Small steps = fewer injuries

NEARLY 90% HAVE NO ACCESS TO SPH EQUIPMENT

Nurses are at risk and are vulnerable to many types of injuries. The most common is musculoskeletal damage due to “overexertion.” For nurses, the main cause of overexertion is the manual lifting, transferring and repositioning of patients. Despite clear empirical evidence that safe patient handling (SPH) equipment dramatically decreases injuries to both healthcare providers and patients and saves millions of dollars for healthcare employers, many healthcare facilities have been slow to implement comprehensive SPH programs. In 2014, New York became the eleventh state to pass a safe patient handling law. The NYS SPH law introduced a somewhat vague, yet ambitious framework for facilities staffed with direct care workers like nurses. So, how do we know if the law has been effective thus far?

NYSNA SPH pilot assessment

NYSNA set out to tackle this question this summer by beginning the first ever “Safe Patient Handling Pilot Assessment Project.” The project focused on four facilities, two private and two public, and tracked their injury rates using the Occupational Safety and Health Administration (OSHA) and Public Employment Safety and Health Bureau (PESH) injury and illness logs over a four-year period. The four facilities included NewYork-Presbyterian (NYP), Westchester Medical Center (WMC), The Brooklyn Hospital Center (TBHC) and Elmhurst Hospital.

In brief, the project showed that when facilities start safe patient handling programs a trend of declining injury rates takes hold. And where SPH programs are not initiated, injuries continue unabated.

As a companion to the project, NYSNA conducted a union-wide health and safety survey. Over 87 percent of respondents to the survey said they had absolutely no safe patient handling equipment. And of those without equipment, 39.7 percent said they had suffered an injury related to patient handling.

What we learned was only the tip of the iceberg. Our preliminary findings highlighted three areas of interest: injury recordkeeping, facility injury rates, and safe patient handling policy.

Our review of patient-handling-related injuries of the four targeted facilities found that the facilities that have implemented, or are well on their way to implementing SPH programs, WMC and NYP, had the lowest incidence rates. While those without an SPH program or in the very beginning stages of implementing a program TBHC and Elmhurst, struggled with significantly higher incidence rates.

For example, in 2016, the patient-handling injury rate for RNs at TBHC was 189 per 10,000, far greater than the 46 per 10,000 rate for all other private sector workplaces nationwide as per the U.S. Bureau of Labor Statistics (the principal federal agency that calculates labor statistics).

Challenges to successful SPH implementation

OSHA and PESH require descriptive, accurate record-keeping of work-related injuries in a facility.
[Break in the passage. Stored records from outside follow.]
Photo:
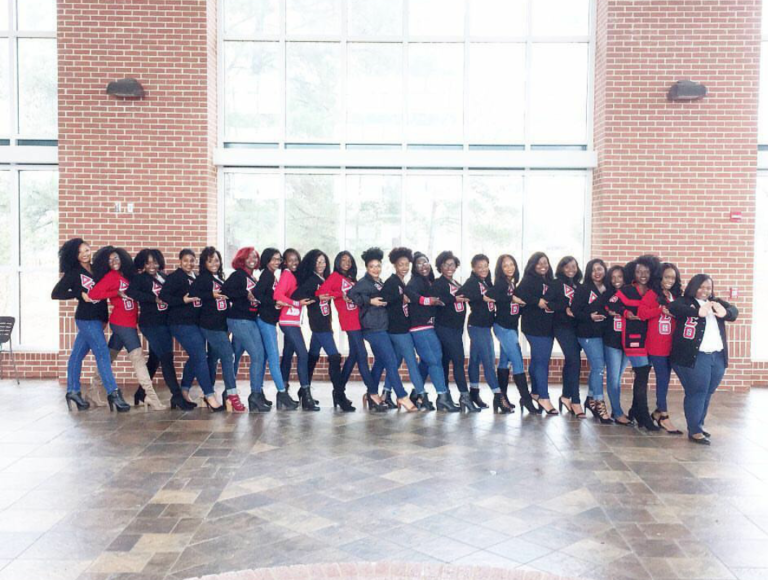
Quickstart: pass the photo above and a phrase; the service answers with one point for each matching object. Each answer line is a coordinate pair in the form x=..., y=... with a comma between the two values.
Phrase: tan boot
x=93, y=390
x=140, y=368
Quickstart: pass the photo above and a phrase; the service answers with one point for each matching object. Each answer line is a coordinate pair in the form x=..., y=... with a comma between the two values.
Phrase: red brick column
x=670, y=173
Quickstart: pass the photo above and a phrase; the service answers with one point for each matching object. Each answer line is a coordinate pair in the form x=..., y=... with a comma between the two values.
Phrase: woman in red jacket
x=654, y=309
x=113, y=268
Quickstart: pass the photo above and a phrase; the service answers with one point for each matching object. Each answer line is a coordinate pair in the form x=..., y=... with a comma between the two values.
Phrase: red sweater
x=337, y=286
x=124, y=310
x=286, y=286
x=660, y=326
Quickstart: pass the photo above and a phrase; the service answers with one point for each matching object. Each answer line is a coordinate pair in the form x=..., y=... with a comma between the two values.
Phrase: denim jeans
x=595, y=351
x=662, y=368
x=452, y=341
x=699, y=383
x=269, y=340
x=509, y=342
x=569, y=344
x=383, y=350
x=247, y=338
x=193, y=342
x=615, y=364
x=90, y=338
x=482, y=351
x=538, y=369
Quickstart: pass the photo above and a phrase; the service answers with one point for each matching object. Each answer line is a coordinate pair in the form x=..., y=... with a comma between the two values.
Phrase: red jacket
x=337, y=286
x=660, y=326
x=286, y=286
x=125, y=311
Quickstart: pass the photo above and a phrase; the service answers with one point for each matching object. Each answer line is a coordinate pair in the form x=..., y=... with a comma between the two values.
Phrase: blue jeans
x=569, y=344
x=509, y=342
x=218, y=341
x=90, y=338
x=431, y=354
x=699, y=383
x=247, y=338
x=405, y=351
x=662, y=368
x=294, y=343
x=452, y=341
x=538, y=369
x=482, y=351
x=269, y=340
x=193, y=342
x=383, y=350
x=595, y=351
x=615, y=363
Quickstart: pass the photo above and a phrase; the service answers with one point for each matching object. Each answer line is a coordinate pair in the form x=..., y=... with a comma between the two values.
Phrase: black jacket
x=176, y=286
x=371, y=317
x=145, y=290
x=236, y=288
x=689, y=330
x=72, y=285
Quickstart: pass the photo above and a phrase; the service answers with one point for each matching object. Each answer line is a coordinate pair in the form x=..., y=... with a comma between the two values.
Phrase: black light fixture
x=686, y=91
x=127, y=88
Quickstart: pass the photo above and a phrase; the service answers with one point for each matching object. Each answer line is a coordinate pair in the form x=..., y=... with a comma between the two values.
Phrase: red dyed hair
x=238, y=261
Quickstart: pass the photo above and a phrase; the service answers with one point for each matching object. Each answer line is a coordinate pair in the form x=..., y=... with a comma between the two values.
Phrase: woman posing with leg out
x=481, y=349
x=145, y=289
x=183, y=317
x=337, y=286
x=626, y=303
x=312, y=273
x=449, y=326
x=424, y=302
x=90, y=317
x=588, y=308
x=537, y=325
x=269, y=314
x=505, y=327
x=700, y=349
x=290, y=324
x=114, y=269
x=373, y=320
x=654, y=309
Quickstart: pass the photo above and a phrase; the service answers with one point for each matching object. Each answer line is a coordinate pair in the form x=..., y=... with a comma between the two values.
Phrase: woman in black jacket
x=700, y=349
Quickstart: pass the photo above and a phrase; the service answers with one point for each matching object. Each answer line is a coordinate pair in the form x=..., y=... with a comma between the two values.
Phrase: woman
x=666, y=287
x=588, y=309
x=366, y=294
x=481, y=350
x=90, y=318
x=700, y=349
x=626, y=303
x=337, y=286
x=242, y=314
x=290, y=324
x=449, y=326
x=145, y=289
x=269, y=315
x=183, y=317
x=505, y=327
x=312, y=273
x=213, y=323
x=423, y=303
x=615, y=359
x=537, y=325
x=567, y=278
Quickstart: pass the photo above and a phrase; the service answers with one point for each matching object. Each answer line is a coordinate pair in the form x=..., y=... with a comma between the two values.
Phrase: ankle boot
x=526, y=401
However, we found vague language, confusing descriptions and/or blatantly incorrect case-logging. We also discovered crossover between safe patient handling and workplace violence cases. In those instances, a more descriptive record would have been useful in determining how to classify the injury. This led to the question of whether or not the process of injury logging could be improved. Being that these logs are one of the only sources of information we have regarding work-related injuries, poor recordkeeping can severely hamper health and safety monitoring and contribute to the problem of underreporting.

Regardless of the stage of SPH program implementation at each facility, the challenges were the same. Creating and implementing relevant SPH policies presented a significant hurdle. Barriers were grouped into four categories:

  • management commitment,
  • employee involvement,
  • program maintenance,
  • hazard identification and control.

    Studies suggest that multifaceted programs (ones including equipment, assessment criteria and policies) are the best approach, yet findings suggested this is not yet being achieved. Furthermore, despite there being successful and long-standing programs, such as the Veterans Administration’s Safe Patient Handling & Mobility Program, there is little dialogue between hospital systems regarding best practices. This lack of collaboration is worsened by the “self-certifying” nature of the NYS SPH law. Regardless of how necessary the law is, it still leaves facilities to their own devices by not including any enforcement mechanisms. That makes a study such as this is one extremely important.

    SPH advocacy means safer workplaces

    Fortunately, we are seeing an upswing in awareness and enthusiasm for continued SPH advocacy. We are also encouraged by our earlier results and are working to confirm that SPH programs prevent injuries. Overall, this project is just the beginning of our journey into assessing the efficacy of the NYS SPH law. What is clear is that more work is needed. Members and facilities need to be informed and further research will do just that.